But imagining the scene, especially in the context of the other well stories, reveals something of how difficult this test was. 

Here is this caravan of 10 Lexus camels, laden with finery , accompanied by a retinue. The able bodied leader asks the young girl for a drink of water. Why isn't he getting it himself?  Perhaps there is some physical or mental handicap that is not visible  and she is applying  Hanlon's razor  ( a mental model that teaches us not to always assume the worst intention in the actions of others.)  Serving a servant, under these circumstances, requires an extraordinary degree of magnanimity. 

Alternatively, since he and his group, are foreigners, and well water is a very precious resource, he did not have access to the well, while Rebecca, the local girl, did.  This situation is suggested by the preceding conflict between Avimelech and Abraham, in which they resolve a conflict over wells with the treaty of Be'er Sheva.  From its placement in the narrative, I speculate that Hagar's lack of water may have resulted from the actions of Avimelech's minions on wells that Abraham expected her to encounter.  In the next parsha, we have further conflicts over wells causing Yitzchok to move . 

Yaakov's encounter with Rachel takes place at a well, possibly the same well in Charan.  In that story, the well is generally not opened until the entire community is present, but Yaakov opens it for Rachel and her sheep.  Needing a well for sheep implies a shortage of available water and makes the well a precious community resource.   How could Rebecca allocate water to a group of strangers... and their camels? 

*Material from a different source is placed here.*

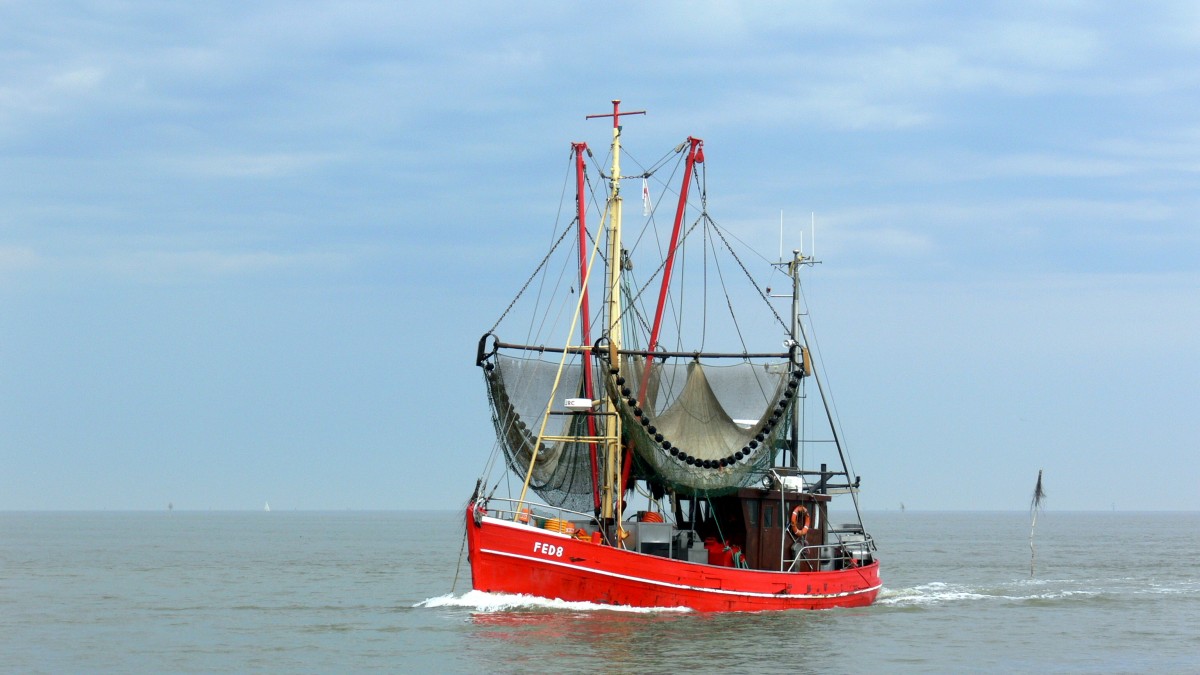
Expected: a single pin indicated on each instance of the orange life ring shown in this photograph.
(796, 527)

When Moshe meets the daughters of Yithro at the well in Midian, he is the hero who chases  away the molesting shepherds. The well is dangerous place for young women.  How could Rebecca endanger herself for  these strangers? 

Monday is the yahrzeit for my mother.  She was also tested in the extreme.  When the escapees from Treblinka, including my father, appeared to her while she was hiding from the Nazis it was quite the test to share the family that helped her survive with them.  She also passed.